There are single houses, condos and cooperatives for sale in Bensonhurst. John Wu, a broker at Exit Realty Best in Bensonhurst, said the average monthly rent for a one-bedroom apartment along 18th Avenue is $1,000, and $1,500 for two bedrooms, with the average cost of a home in the about $100,000.

One Italian American resident who has not left the area is Agostino, who goes by the name Oggie and asked that his last name not be used. He has owned Caffe Italia for more than 15 years and seen the influx of Chinese and their businesses. "Chinese people are the friendliest people," he said.

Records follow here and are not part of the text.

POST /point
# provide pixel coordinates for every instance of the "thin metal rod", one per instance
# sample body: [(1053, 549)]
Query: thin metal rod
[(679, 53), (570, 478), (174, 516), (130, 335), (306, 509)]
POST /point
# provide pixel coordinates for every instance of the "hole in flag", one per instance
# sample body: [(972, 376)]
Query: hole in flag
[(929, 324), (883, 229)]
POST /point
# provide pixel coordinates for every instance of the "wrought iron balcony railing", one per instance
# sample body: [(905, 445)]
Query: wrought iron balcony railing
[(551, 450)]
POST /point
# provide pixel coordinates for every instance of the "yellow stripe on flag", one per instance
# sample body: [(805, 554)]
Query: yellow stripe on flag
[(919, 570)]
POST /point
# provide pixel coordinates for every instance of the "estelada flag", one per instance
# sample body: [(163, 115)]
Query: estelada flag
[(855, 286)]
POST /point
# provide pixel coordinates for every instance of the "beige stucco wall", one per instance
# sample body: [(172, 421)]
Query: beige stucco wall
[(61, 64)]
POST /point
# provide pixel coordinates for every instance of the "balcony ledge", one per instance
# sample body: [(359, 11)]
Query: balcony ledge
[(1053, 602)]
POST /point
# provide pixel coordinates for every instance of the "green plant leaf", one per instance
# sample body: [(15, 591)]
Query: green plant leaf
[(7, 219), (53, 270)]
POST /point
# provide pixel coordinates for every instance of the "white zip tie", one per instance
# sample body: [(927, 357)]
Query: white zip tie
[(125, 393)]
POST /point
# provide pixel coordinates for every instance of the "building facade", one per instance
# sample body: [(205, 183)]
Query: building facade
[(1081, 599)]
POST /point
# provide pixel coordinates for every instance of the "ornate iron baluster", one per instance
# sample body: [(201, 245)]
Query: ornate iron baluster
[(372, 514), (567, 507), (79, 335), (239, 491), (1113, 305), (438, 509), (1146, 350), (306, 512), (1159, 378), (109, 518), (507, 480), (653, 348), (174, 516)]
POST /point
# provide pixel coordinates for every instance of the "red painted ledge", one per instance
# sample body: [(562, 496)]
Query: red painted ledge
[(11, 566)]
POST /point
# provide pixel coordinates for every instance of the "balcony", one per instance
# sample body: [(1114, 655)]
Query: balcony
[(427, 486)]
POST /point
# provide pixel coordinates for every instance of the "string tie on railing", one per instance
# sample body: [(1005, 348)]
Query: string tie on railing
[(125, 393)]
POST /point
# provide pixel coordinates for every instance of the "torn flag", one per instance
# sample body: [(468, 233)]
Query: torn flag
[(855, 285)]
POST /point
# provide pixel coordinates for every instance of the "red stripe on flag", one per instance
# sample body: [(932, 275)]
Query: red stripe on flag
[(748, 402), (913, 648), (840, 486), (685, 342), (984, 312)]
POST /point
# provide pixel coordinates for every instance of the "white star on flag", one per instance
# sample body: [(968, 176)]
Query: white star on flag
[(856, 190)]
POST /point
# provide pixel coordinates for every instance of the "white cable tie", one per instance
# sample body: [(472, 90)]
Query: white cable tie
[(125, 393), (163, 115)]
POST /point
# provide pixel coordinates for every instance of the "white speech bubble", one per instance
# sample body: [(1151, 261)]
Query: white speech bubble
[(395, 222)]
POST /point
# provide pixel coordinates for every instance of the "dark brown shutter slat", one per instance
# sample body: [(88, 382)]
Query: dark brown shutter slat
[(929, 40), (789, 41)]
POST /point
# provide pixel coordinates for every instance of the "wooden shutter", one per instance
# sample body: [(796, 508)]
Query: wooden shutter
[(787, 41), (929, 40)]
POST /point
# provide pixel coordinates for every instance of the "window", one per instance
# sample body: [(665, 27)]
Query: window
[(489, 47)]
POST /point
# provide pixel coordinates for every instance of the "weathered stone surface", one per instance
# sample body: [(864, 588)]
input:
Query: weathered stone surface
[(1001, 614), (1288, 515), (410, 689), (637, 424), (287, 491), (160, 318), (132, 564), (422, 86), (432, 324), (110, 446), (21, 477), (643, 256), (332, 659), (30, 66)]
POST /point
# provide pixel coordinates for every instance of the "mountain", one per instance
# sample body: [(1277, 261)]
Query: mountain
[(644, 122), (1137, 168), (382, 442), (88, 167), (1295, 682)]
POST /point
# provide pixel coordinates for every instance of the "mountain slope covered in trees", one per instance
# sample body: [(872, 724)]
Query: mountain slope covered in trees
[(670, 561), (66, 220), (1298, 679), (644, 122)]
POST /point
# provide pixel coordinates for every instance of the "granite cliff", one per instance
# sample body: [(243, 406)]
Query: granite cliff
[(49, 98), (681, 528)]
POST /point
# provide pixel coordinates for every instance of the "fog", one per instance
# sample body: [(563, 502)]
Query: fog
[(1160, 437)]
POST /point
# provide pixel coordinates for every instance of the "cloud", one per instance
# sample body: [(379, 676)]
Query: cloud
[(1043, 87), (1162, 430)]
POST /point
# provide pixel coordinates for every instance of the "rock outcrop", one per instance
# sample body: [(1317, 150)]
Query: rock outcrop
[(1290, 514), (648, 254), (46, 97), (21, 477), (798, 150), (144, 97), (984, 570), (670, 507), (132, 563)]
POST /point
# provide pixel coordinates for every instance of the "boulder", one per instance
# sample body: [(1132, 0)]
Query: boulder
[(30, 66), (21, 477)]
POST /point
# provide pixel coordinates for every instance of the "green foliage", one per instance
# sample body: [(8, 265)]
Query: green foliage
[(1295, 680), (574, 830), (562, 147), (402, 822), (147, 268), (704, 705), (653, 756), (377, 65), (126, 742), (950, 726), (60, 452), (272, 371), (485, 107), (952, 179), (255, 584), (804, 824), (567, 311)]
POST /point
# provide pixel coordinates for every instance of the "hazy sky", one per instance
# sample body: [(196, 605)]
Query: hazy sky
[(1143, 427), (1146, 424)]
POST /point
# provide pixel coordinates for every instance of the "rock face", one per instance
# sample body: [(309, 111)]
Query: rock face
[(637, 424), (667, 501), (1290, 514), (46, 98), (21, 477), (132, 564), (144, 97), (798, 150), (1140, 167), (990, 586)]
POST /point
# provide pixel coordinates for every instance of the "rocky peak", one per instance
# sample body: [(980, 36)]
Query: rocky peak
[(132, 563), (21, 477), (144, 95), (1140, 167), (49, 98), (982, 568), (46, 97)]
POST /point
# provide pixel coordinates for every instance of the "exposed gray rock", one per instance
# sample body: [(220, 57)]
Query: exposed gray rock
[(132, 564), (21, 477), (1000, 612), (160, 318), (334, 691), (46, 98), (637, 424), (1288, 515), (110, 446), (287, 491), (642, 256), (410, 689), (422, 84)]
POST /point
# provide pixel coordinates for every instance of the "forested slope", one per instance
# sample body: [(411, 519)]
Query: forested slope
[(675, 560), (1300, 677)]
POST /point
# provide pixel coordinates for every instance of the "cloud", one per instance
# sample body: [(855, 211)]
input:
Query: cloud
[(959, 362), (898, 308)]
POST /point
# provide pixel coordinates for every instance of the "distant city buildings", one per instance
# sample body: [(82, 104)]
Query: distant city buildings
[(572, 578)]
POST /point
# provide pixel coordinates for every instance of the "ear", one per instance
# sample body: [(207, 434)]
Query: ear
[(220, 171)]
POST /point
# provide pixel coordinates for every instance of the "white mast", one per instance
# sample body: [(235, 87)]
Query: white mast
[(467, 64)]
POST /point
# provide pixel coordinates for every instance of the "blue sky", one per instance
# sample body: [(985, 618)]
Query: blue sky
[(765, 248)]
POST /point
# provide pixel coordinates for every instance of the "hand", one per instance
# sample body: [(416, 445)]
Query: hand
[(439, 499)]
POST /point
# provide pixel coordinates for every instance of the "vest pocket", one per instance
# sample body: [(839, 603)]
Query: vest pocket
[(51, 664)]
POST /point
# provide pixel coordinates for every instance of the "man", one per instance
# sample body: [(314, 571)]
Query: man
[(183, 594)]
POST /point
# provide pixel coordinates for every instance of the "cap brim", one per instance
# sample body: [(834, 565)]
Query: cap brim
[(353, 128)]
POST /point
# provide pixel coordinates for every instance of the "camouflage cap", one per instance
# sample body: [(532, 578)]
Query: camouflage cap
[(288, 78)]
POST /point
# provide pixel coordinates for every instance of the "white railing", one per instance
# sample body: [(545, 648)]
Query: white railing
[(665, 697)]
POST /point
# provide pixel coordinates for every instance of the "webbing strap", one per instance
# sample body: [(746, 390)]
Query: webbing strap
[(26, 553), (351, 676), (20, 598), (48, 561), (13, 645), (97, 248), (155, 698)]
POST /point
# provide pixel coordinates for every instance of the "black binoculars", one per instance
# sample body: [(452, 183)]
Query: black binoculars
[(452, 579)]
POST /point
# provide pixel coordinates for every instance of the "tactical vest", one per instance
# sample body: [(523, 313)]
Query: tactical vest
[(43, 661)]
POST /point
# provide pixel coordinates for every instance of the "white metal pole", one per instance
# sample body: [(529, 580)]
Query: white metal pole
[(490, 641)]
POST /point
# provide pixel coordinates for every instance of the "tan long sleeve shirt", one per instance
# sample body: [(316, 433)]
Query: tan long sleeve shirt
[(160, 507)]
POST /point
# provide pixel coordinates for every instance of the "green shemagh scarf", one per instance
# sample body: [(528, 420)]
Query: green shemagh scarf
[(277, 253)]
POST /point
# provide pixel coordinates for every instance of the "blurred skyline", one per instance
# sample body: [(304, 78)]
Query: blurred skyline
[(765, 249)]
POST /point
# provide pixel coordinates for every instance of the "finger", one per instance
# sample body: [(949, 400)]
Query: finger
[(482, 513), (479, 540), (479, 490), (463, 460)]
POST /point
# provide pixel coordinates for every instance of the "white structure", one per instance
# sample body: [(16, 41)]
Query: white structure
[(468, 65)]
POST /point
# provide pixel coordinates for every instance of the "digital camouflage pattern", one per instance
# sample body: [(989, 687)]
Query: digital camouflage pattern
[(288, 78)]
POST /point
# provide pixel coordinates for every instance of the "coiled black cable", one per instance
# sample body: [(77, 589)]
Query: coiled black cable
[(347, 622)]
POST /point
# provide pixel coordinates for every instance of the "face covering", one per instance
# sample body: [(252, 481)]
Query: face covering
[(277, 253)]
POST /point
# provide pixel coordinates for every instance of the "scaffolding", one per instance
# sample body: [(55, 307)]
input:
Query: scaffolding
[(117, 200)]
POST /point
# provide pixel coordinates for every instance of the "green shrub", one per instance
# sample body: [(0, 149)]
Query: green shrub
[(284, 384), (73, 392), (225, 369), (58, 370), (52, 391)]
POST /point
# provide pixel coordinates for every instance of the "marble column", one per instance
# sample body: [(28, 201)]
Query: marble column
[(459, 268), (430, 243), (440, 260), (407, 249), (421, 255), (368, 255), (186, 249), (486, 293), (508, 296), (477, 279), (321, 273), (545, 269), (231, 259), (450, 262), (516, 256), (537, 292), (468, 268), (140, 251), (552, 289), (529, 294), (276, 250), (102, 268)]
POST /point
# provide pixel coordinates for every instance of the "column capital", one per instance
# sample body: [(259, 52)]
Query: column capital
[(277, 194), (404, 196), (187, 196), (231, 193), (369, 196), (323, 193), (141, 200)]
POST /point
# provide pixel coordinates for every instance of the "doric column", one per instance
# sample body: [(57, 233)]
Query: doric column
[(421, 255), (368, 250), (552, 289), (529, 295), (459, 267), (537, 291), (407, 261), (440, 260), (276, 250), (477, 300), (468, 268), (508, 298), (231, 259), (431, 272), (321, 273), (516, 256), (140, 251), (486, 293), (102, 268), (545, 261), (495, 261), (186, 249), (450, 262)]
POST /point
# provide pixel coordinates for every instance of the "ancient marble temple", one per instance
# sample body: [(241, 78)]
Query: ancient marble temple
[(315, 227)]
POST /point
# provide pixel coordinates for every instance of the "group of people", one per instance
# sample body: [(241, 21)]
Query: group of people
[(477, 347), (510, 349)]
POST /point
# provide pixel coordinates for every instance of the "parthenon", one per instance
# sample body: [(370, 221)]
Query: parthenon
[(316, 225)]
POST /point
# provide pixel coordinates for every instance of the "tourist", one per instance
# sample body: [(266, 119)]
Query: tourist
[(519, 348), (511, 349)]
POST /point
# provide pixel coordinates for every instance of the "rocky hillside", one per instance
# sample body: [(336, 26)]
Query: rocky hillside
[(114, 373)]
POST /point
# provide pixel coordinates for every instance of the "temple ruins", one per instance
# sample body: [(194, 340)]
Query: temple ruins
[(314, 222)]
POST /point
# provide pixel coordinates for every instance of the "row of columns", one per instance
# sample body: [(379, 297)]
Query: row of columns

According to Chan, the Chinese population in Bensonhurst is mainly of Taishan origin. He said he believes immigrants from Fuzhou and Wenzhou on the mainland are mostly in Sunset Park. "There's a huge gap between Bensonhurst and Flushing.There are many more Chinese people here," he says.

Chan opened three senior centers over the last three years in Bensonhurst where he offers a variety of social services, including English classes.

Many new Chinese residents in Bensonhurst said they didn't realize that it has become Brooklyn's second Chinatown. Jianjun Ling came to Bensonhurst two and a half years ago from Guangdon, and works at a medical office.

When asked about Bensonhurst being Brooklyn' new Chinatown, he said, "It isn't really Chinatown. It's still America."